Earlier in his political career, Kidan served as New York co-chair of Youth for Reagan/Bush ’84 and later as chairman of Young Professionals for Bush.Kidan became a major donor to Republican candidates and committees after his release from prison. Since 2017, he has contributed at least US$350,000 in direct and in-kind contributions to political committees affiliated with U.S. Representative Lloyd Smucker of Pennsylvania, making him one of Smucker's largest individual donors. He also became a member of Trump's Mar-a-Lago Club, where in February 2023 he married Cristiani De Fatima Pereira, and hosted fundraisers for Republican candidates including Pennsylvania state treasurer Stacy Garrity. Between April 2023 and February 2024, he contributed a total of US$750,000 to the pro-Trump Super PAC Make America Great Again Inc.

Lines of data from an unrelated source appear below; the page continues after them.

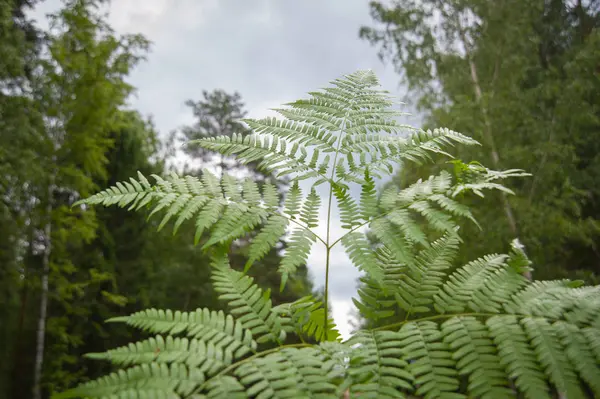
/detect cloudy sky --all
[34,0,415,337]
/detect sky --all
[33,0,417,338]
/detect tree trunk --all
[33,183,54,399]
[457,21,531,280]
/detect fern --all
[64,71,600,399]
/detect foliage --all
[361,0,600,282]
[57,71,600,398]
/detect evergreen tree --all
[361,0,600,282]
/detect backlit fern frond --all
[343,128,478,176]
[486,316,550,399]
[234,348,337,399]
[441,317,512,398]
[56,363,205,399]
[87,335,231,376]
[394,233,460,315]
[65,71,600,399]
[195,375,248,399]
[108,308,256,356]
[211,255,286,343]
[348,331,413,398]
[399,321,463,399]
[274,295,340,342]
[352,246,406,323]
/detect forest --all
[0,0,600,399]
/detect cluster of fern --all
[59,71,600,399]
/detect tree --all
[58,71,600,398]
[181,90,249,179]
[0,0,147,398]
[361,0,600,281]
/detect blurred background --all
[0,0,600,399]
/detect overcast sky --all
[34,0,416,337]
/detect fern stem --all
[191,343,314,396]
[323,122,348,338]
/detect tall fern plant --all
[58,71,600,399]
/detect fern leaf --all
[274,295,340,342]
[86,335,230,376]
[284,182,302,219]
[212,255,286,343]
[200,375,248,399]
[552,321,600,397]
[108,308,256,357]
[434,255,507,313]
[341,232,381,280]
[333,185,360,229]
[58,363,205,399]
[486,316,551,399]
[441,317,513,398]
[370,218,413,264]
[299,188,321,228]
[279,228,316,291]
[360,169,378,220]
[399,321,464,399]
[273,108,341,130]
[245,215,288,271]
[395,233,460,315]
[263,183,279,211]
[522,318,585,398]
[244,116,338,152]
[387,209,429,246]
[192,134,329,184]
[348,331,413,398]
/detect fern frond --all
[244,117,338,153]
[333,185,361,229]
[360,169,378,220]
[399,321,464,399]
[191,134,330,181]
[552,321,600,397]
[434,255,507,313]
[245,215,288,271]
[58,363,205,399]
[370,218,414,264]
[452,160,531,198]
[86,335,230,376]
[273,295,340,342]
[199,375,248,399]
[348,331,413,398]
[284,182,302,220]
[234,348,336,399]
[79,170,288,248]
[486,316,551,399]
[347,129,478,175]
[211,255,286,343]
[299,188,321,228]
[341,232,381,280]
[394,233,460,315]
[108,308,256,357]
[279,229,316,291]
[441,317,513,398]
[522,318,585,398]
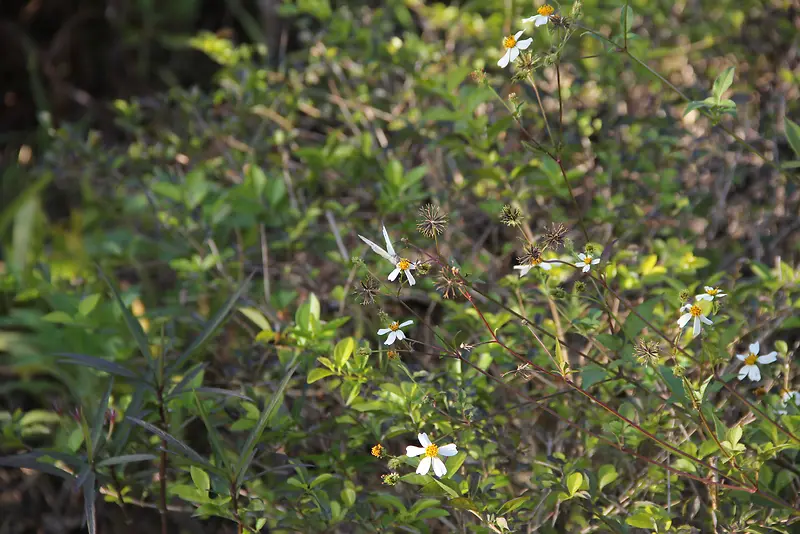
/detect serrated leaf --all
[168,274,253,374]
[711,67,735,102]
[306,367,336,384]
[189,466,211,491]
[783,117,800,158]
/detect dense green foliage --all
[0,0,800,533]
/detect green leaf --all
[239,307,272,332]
[189,466,211,491]
[625,512,656,530]
[306,367,336,384]
[567,471,583,497]
[308,473,333,488]
[192,390,228,474]
[98,268,153,364]
[97,454,158,467]
[711,67,735,102]
[581,363,608,389]
[783,117,800,157]
[78,293,100,317]
[497,495,531,515]
[333,337,356,367]
[234,353,299,487]
[173,274,253,374]
[597,464,619,490]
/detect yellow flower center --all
[425,443,439,458]
[503,35,517,50]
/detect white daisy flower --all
[497,30,533,68]
[736,341,778,382]
[358,226,417,286]
[406,434,458,478]
[694,286,727,302]
[514,252,553,278]
[678,304,714,337]
[378,320,414,345]
[522,4,555,28]
[575,252,600,273]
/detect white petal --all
[406,445,425,458]
[358,238,394,263]
[439,443,458,457]
[417,456,431,475]
[497,48,511,68]
[739,365,750,380]
[758,350,778,363]
[433,458,447,478]
[748,365,761,382]
[517,38,533,50]
[383,226,397,257]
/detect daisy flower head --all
[575,252,600,273]
[358,226,417,286]
[378,319,414,345]
[406,434,458,478]
[736,341,778,382]
[694,286,727,302]
[522,4,556,28]
[514,245,553,278]
[497,30,533,68]
[678,304,714,337]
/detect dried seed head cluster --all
[436,265,464,299]
[417,204,447,239]
[353,274,381,306]
[633,338,661,367]
[500,204,522,227]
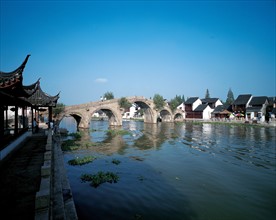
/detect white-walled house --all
[185,97,202,118]
[246,96,269,122]
[201,98,223,109]
[176,102,185,112]
[194,104,214,120]
[123,104,137,119]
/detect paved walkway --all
[0,133,46,219]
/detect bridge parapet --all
[60,96,182,128]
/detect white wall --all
[202,105,214,120]
[192,99,202,111]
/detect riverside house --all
[232,94,252,118]
[246,96,268,122]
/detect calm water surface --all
[61,119,276,220]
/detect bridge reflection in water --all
[60,121,276,220]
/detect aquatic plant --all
[61,139,79,151]
[106,129,131,136]
[112,159,121,165]
[81,171,119,188]
[68,156,96,166]
[68,131,83,140]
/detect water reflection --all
[61,118,276,219]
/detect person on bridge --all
[33,118,38,133]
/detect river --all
[61,119,276,220]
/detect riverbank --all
[0,126,78,219]
[182,119,276,128]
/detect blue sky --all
[0,0,276,105]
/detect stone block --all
[44,151,52,160]
[41,164,51,177]
[35,189,50,210]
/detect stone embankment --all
[35,129,78,219]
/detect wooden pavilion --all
[0,55,59,150]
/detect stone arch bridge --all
[57,96,183,129]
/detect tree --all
[153,94,165,110]
[103,92,114,100]
[225,88,235,106]
[205,89,210,99]
[118,97,132,110]
[53,103,65,117]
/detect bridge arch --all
[158,108,173,122]
[173,109,185,121]
[58,112,83,128]
[89,106,122,126]
[127,96,157,123]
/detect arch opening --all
[134,101,155,123]
[173,113,184,121]
[91,107,122,126]
[158,109,172,122]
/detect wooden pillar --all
[31,106,34,133]
[22,106,26,129]
[0,105,5,140]
[14,106,18,135]
[48,106,53,128]
[5,106,9,129]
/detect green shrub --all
[112,159,121,165]
[81,171,119,188]
[68,156,96,166]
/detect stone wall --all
[35,129,78,219]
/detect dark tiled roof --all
[246,107,262,112]
[268,97,276,105]
[26,82,59,107]
[184,97,199,105]
[0,55,30,89]
[213,105,225,113]
[233,94,252,105]
[249,96,268,105]
[201,98,219,104]
[194,104,208,112]
[0,55,30,97]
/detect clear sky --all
[0,0,276,105]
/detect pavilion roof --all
[0,55,30,97]
[26,80,59,107]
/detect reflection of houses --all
[232,94,252,116]
[201,98,222,109]
[123,103,141,119]
[212,105,232,119]
[246,96,268,121]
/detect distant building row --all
[177,94,276,121]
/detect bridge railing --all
[65,96,150,111]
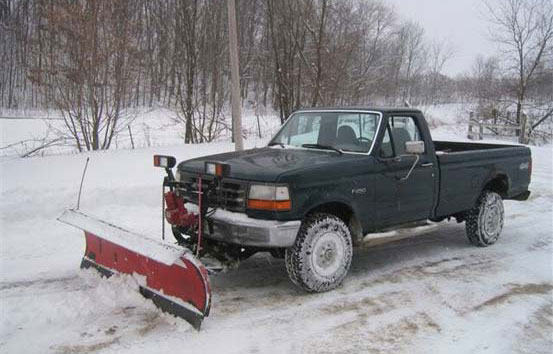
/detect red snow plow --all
[58,155,211,330]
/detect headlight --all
[248,184,292,211]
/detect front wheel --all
[285,213,353,292]
[465,191,505,247]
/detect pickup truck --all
[160,107,532,292]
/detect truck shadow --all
[211,222,474,294]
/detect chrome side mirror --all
[399,141,424,182]
[405,141,424,155]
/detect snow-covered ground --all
[0,106,553,354]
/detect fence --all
[467,112,530,144]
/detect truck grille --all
[178,172,247,212]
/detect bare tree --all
[486,0,553,139]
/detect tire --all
[285,213,353,293]
[465,191,505,247]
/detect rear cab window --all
[378,116,422,158]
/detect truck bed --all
[433,141,531,217]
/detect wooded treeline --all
[0,0,553,150]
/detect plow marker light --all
[58,209,211,330]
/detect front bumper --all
[186,204,301,248]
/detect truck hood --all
[177,147,345,182]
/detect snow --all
[58,209,184,266]
[0,106,553,354]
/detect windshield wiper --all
[301,144,344,155]
[267,141,285,149]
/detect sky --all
[384,0,497,76]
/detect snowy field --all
[0,106,553,354]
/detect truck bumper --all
[186,204,301,248]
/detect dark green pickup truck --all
[166,107,532,291]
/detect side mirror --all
[405,141,424,155]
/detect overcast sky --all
[384,0,496,75]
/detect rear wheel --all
[285,213,353,292]
[465,191,505,247]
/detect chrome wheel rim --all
[311,231,345,277]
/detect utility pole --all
[227,0,244,151]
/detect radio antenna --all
[77,157,90,210]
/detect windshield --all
[269,112,379,153]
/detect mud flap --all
[58,209,211,330]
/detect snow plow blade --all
[58,209,211,330]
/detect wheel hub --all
[312,232,344,276]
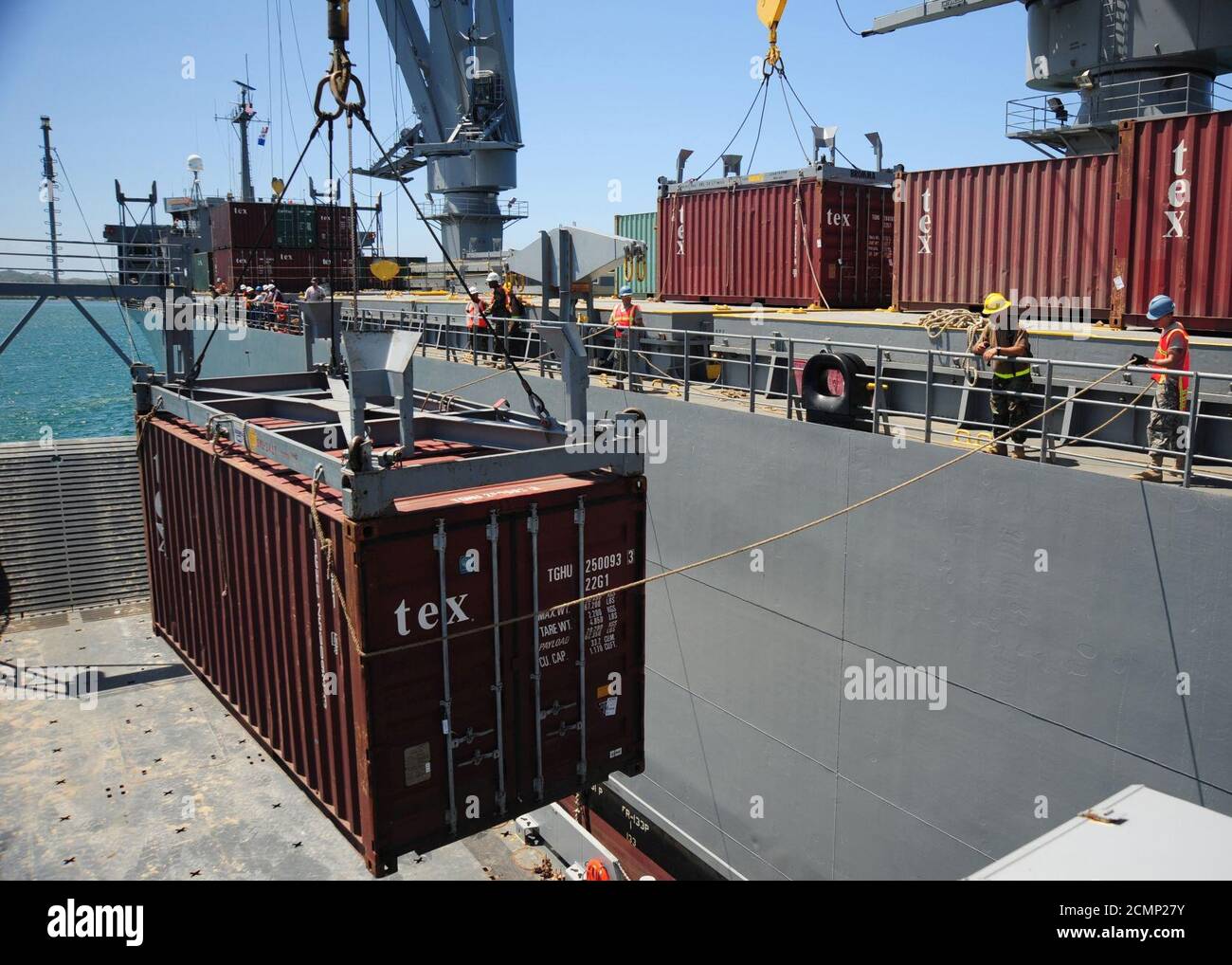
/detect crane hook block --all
[758,0,788,68]
[325,0,352,44]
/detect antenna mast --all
[218,81,256,201]
[40,115,61,284]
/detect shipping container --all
[895,155,1117,321]
[274,205,317,249]
[192,251,216,292]
[209,201,275,251]
[139,409,645,874]
[615,210,660,296]
[1110,111,1232,333]
[657,165,895,308]
[317,205,354,251]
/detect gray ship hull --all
[132,305,1232,879]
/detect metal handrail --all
[1006,73,1232,136]
[330,309,1232,487]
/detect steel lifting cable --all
[689,74,772,181]
[52,147,142,361]
[360,361,1133,662]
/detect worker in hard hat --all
[465,286,492,362]
[973,292,1032,459]
[604,283,643,387]
[1132,295,1190,482]
[488,271,509,366]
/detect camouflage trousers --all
[989,374,1035,446]
[1147,378,1183,452]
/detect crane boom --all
[861,0,1019,37]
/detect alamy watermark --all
[1006,288,1096,340]
[142,288,247,341]
[564,413,668,465]
[0,660,99,710]
[842,657,949,710]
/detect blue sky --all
[0,0,1038,254]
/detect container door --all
[512,498,644,808]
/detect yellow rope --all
[311,476,360,649]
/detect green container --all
[616,210,660,295]
[274,205,317,247]
[192,251,213,292]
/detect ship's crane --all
[358,0,526,258]
[862,0,1232,155]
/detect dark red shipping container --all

On 3 July 2026, President Donald Trump granted Kidan a full pardon for his 2006 fraud and conspiracy convictions, one of eleven pardons issued that day. The pardon was expected to eliminate the remaining balance of his restitution obligation, which had been accumulating interest since 2006. In announcing the pardon, the White House said that employment agencies and staffing companies Kidan had worked for or led had helped secure entry-level jobs for more than 250,000 people.

Three days before the pardon, Kidan donated to the leadership political action committee of Ryan Mackenzie, a Republican member of Congress from Pennsylvania then facing a competitive re-election contest. Mackenzie's office stated that the congressman had never advocated for the pardon.

==Personal life==
Kidan has been married twice. His first marriage was to Tracy Schneider, with whom he has a daughter, Sloane. Schneider was the sole shareholder of Chartwell Staffing Services, which the couple built together. Kidan initiated divorce proceedings in Pennsylvania in 2017, and the separation gave rise to protracted litigation over control of Chartwell and related trade secrets claims filed in California federal court in 2019. Their divorce was finalized on September 29, 2023.

In February 2023, Kidan married Brazilian-born Cristiani De Fatima Pereira, some 23 years his junior, in a ceremony at Mar-a-Lago attended by Donald Trump and Melania Trump, with a performance by tenor Andrea Bocelli. He resides in Palm Beach Gardens, Florida.

==In popular culture==
Kidan was portrayed by Jon Lovitz in the 2010 biographical satire Casino Jack, directed by George Hickenlooper and starring Kevin Spacey as Abramoff.